Предыдущая часть: Шли годы. Огромная квартира в центре города становилась для стареющей Любавы слишком обременительной. Четыре высоких комнаты, бесконечный коридор, старая сантехника — всё это требовало постоянных сил и внимания. Драгоценный паркет рассыхался и скрипел, краны в ванной текли, а счета за коммунальные услуги неумолимо росли, съедая практически всю её пенсию и скудные гонорары от редких переводов. Сеня, превратившийся в солидного мужчину, стал заезжать к ней всё чаще, и каждый его визит был как глоток свежего воздуха в её затхлом одиночестве. Он привозил дорогие деликатесы, пил чай из фамильного фарфорового сервиза, доставшегося Любаве от матери, и тяжело, озабоченно вздыхал, глядя, как она забирается на шаткую стремянку, чтобы собственноручно поменять перегоревшую лампочку в высокой люстре. — Тётя Люба, ну посмотри ты на себя, куда это годится? — говорил он, морщась и отмахиваясь от пыли, которая поднималась от старых гардин и танцевала в лучах солнца. — Ты здесь живёшь с

Предыдущая часть:

Шли годы.
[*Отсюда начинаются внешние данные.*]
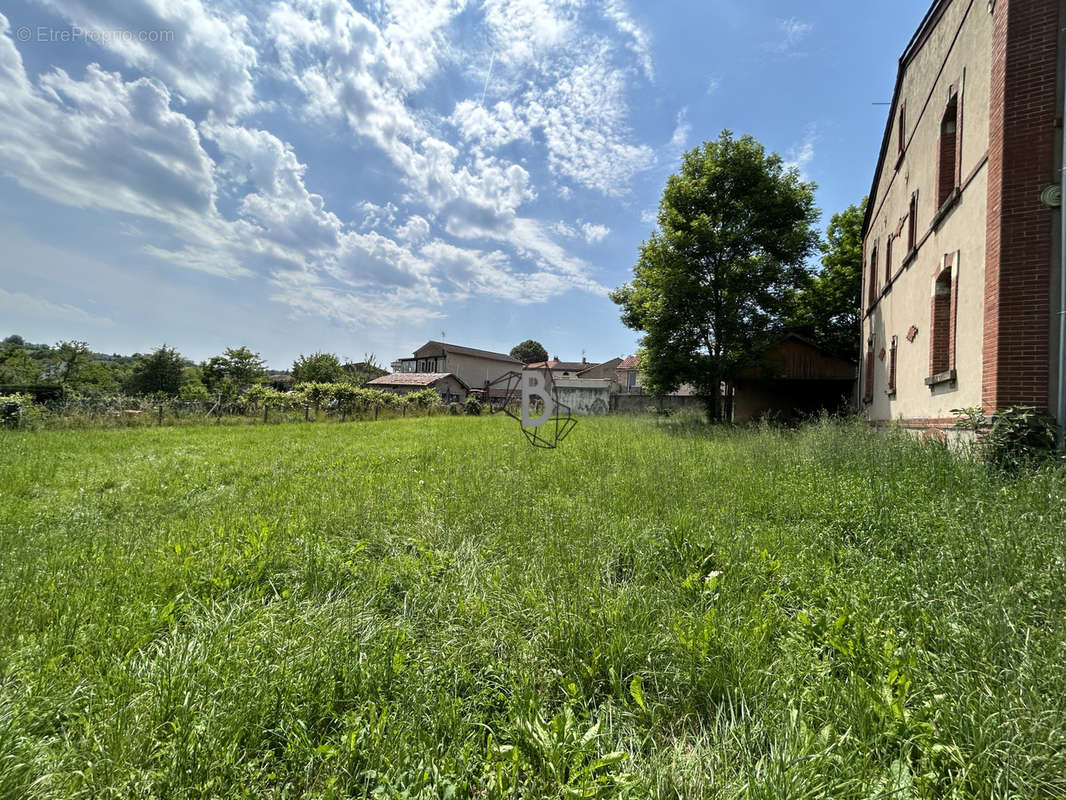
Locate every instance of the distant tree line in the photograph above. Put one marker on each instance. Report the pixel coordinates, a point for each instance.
(163, 372)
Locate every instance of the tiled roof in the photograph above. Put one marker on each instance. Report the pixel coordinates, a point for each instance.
(568, 366)
(469, 351)
(410, 379)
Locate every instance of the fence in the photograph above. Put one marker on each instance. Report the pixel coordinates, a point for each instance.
(129, 412)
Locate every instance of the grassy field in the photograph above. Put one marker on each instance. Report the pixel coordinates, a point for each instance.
(431, 608)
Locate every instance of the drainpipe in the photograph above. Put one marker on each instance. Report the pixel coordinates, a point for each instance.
(1061, 405)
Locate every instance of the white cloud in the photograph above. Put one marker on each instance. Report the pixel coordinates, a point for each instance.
(584, 126)
(679, 138)
(16, 302)
(802, 154)
(639, 41)
(206, 56)
(170, 155)
(594, 234)
(415, 230)
(791, 32)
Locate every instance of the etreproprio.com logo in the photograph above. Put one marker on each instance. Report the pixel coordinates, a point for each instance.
(529, 392)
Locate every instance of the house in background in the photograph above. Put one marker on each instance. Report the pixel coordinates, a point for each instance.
(630, 380)
(451, 388)
(608, 370)
(562, 369)
(796, 378)
(474, 368)
(963, 241)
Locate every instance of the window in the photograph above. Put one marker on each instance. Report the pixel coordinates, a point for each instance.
(942, 322)
(948, 161)
(868, 378)
(891, 368)
(913, 223)
(872, 290)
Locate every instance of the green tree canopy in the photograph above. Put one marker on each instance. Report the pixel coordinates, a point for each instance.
(318, 368)
(710, 288)
(162, 371)
(232, 370)
(529, 351)
(16, 366)
(826, 308)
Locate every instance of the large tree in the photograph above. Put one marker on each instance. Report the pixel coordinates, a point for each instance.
(235, 369)
(710, 288)
(529, 351)
(162, 371)
(318, 368)
(827, 307)
(16, 366)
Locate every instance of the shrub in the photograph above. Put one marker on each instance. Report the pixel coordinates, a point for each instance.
(17, 411)
(424, 399)
(1015, 437)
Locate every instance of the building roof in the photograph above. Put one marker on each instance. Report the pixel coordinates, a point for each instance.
(612, 364)
(415, 379)
(927, 24)
(458, 350)
(555, 364)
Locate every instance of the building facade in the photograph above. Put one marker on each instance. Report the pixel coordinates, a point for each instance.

Огромная квартира в центре города становилась для стареющей Любавы слишком обременительной. Четыре высоких комнаты, бесконечный коридор, старая сантехника — всё это требовало постоянных сил и внимания. Драгоценный паркет рассыхался и скрипел, краны в ванной текли, а счета за коммунальные услуги неумолимо росли, съедая практически всю её пенсию и скудные гонорары от редких переводов. Сеня, превратившийся в солидного мужчину, стал заезжать к ней всё чаще, и каждый его визит был как глоток свежего воздуха в её затхлом одиночестве. Он привозил дорогие деликатесы, пил чай из фамильного фарфорового сервиза, доставшегося Любаве от матери, и тяжело, озабоченно вздыхал, глядя, как она забирается на шаткую стремянку, чтобы собственноручно поменять перегоревшую лампочку в высокой люстре.
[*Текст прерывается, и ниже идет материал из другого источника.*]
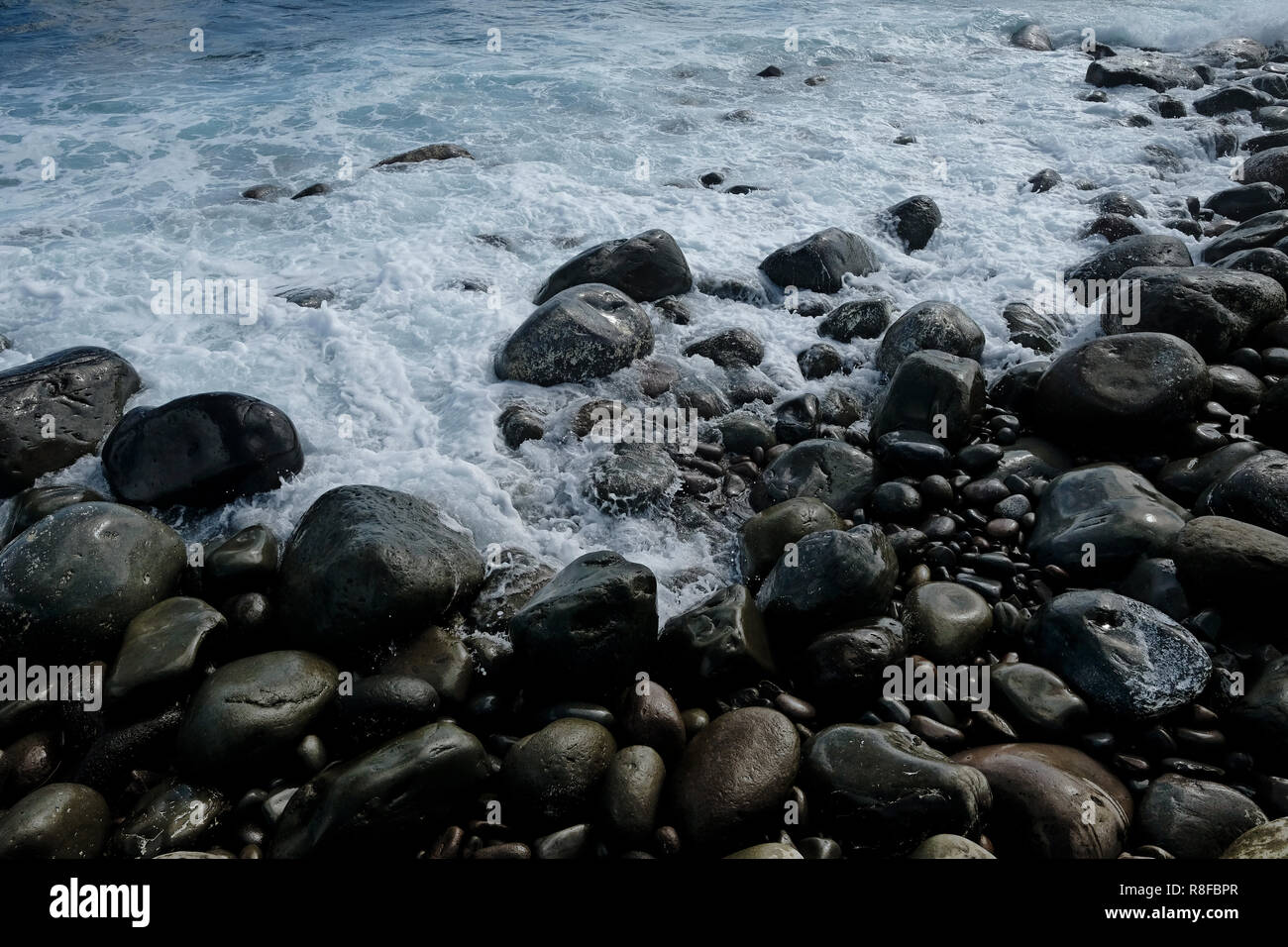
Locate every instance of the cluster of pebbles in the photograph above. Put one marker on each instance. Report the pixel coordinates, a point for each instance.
(1022, 615)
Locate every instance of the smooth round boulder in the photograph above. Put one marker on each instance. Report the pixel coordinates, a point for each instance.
(58, 821)
(829, 577)
(645, 266)
(820, 262)
(945, 621)
(735, 776)
(201, 451)
(832, 472)
(932, 325)
(77, 578)
(1269, 840)
(384, 801)
(590, 629)
(884, 791)
(1125, 389)
(554, 776)
(1051, 801)
(1194, 818)
(369, 565)
(1127, 660)
(249, 715)
(58, 408)
(584, 333)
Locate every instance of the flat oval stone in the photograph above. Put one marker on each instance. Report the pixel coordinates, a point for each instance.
(62, 819)
(734, 776)
(252, 712)
(1051, 801)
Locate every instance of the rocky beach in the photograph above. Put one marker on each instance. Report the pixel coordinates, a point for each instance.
(827, 547)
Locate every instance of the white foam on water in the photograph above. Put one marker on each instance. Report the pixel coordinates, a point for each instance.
(154, 144)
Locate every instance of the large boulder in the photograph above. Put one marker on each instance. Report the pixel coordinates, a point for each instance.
(1248, 201)
(1127, 660)
(1051, 801)
(934, 325)
(829, 577)
(385, 797)
(820, 261)
(884, 791)
(927, 388)
(734, 777)
(1267, 165)
(58, 408)
(368, 565)
(914, 221)
(584, 333)
(1095, 275)
(77, 578)
(1254, 491)
(1122, 389)
(1239, 566)
(590, 629)
(832, 472)
(1096, 522)
(248, 718)
(1151, 69)
(201, 451)
(1263, 230)
(1212, 309)
(645, 266)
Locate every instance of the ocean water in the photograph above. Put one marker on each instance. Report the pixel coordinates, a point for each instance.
(583, 118)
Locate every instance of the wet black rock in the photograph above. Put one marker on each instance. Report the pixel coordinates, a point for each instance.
(645, 266)
(1214, 311)
(1248, 201)
(829, 471)
(827, 578)
(248, 716)
(820, 261)
(38, 502)
(931, 392)
(884, 791)
(1263, 230)
(58, 408)
(1194, 818)
(719, 642)
(369, 565)
(428, 153)
(932, 325)
(590, 629)
(80, 575)
(734, 777)
(385, 799)
(729, 348)
(914, 221)
(1127, 660)
(1031, 37)
(1031, 329)
(1093, 277)
(60, 819)
(584, 333)
(1031, 815)
(1151, 69)
(1124, 389)
(859, 318)
(204, 450)
(844, 669)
— Тётя Люба, ну посмотри ты на себя, куда это годится? — говорил он, морщась и отмахиваясь от пыли, которая поднималась от старых гардин и танцевала в лучах солнца. — Ты здесь живёшь совсем одна, как призрак в этом огромном замке. Район стал слишком шумный, загазованный, воздух тяжёлый. А тебе нужен свежий воздух, тебе нужен покой и забота. Ты заслужила отдых.

Идея о покупке дома у моря возникла не сразу и не спонтанно. Арсений вводил её в жизнь Любавы мягко, дозированно, как опытный врач вводит сильнодействующее, но опасное лекарство. Сначала он просто показал однажды красочный рекламный буклет, оставленный на журнальном столике. Белоснежный коттедж с колоннами, увитый диким виноградом, лазурная полоса бескрайнего моря на горизонте и счастливые, улыбающиеся пожилые люди, возлежащие в удобных шезлонгах. Его голос, когда он говорил об этом, обволакивал, убаюкивал, как тёплое молоко с мёдом на ночь, усыпляя всякую бдительность.
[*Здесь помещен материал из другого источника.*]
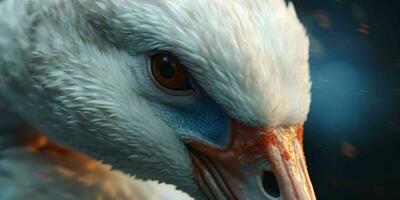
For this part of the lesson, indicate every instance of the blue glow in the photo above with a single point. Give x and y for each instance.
(201, 119)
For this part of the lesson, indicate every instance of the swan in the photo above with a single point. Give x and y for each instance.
(209, 96)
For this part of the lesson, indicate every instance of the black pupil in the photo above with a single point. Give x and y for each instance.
(270, 184)
(167, 68)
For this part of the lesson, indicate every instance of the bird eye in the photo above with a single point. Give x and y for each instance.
(169, 73)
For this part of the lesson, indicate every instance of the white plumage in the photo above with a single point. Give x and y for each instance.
(74, 69)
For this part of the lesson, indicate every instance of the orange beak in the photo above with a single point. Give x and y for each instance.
(241, 170)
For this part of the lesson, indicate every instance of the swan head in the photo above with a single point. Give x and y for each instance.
(207, 95)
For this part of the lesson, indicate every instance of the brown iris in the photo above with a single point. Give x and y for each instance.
(169, 73)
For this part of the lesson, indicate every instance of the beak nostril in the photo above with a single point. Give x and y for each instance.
(270, 184)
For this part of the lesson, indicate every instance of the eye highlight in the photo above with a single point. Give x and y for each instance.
(168, 73)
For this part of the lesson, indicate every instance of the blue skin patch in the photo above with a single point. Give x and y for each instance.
(200, 120)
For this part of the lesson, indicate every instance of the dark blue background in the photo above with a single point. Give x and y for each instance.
(352, 136)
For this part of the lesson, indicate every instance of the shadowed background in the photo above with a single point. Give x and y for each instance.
(352, 136)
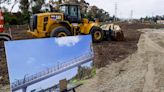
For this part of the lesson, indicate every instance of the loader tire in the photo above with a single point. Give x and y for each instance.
(60, 32)
(97, 34)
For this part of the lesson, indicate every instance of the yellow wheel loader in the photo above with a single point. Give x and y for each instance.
(66, 22)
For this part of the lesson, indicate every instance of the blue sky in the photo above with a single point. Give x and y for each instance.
(140, 8)
(27, 57)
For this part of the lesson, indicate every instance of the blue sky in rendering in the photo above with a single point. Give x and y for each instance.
(27, 57)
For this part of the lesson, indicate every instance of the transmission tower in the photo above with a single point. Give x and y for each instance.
(116, 11)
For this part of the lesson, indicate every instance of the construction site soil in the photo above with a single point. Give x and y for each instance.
(106, 52)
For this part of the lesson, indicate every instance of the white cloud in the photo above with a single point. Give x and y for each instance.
(67, 41)
(30, 60)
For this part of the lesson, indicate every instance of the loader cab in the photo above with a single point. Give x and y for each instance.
(71, 12)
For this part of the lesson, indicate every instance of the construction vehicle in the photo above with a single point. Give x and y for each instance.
(3, 36)
(66, 22)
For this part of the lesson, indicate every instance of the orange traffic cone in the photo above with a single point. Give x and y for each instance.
(1, 22)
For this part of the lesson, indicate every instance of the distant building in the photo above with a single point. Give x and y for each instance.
(160, 21)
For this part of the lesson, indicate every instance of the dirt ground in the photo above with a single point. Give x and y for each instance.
(142, 71)
(107, 53)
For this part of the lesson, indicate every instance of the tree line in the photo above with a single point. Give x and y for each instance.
(29, 7)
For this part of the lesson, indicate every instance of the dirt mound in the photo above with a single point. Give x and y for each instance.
(142, 71)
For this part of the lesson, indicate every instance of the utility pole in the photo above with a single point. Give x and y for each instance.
(131, 15)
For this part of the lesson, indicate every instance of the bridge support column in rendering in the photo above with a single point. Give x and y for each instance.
(24, 89)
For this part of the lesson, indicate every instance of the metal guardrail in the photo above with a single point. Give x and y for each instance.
(51, 70)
— Представь только, Люба: раннее утро, ты выходишь на свою собственную террасу с чашкой свежесваренного кофе. В воздухе пахнет морем и розами, которые цветут прямо под окнами. Никаких холодных, промозглых зим, никаких крутых лестниц, никаких вечно недовольных соседей с перфораторами за стеной. Я нашёл потрясающее место. Элитный закрытый посёлок где-то под Анапой. Круглосуточная охрана, собственный медицинский центр, ухоженная территория.

— Ну а как же квартира? — робко возражала Любава, оглядывая родные стены, сплошь увешанные старыми фотографиями в деревянных рамках. — Здесь ведь вся моя жизнь прошла, вся память об Игоре, о твоей маме, о наших родителях. Каждая вещь здесь родная.

Сеня подсаживался к ней поближе, брал её сухие, узловатые руки в свои мягкие, тёплые ладони и смотрел прямо в глаза честным, открытым, сыновним взглядом.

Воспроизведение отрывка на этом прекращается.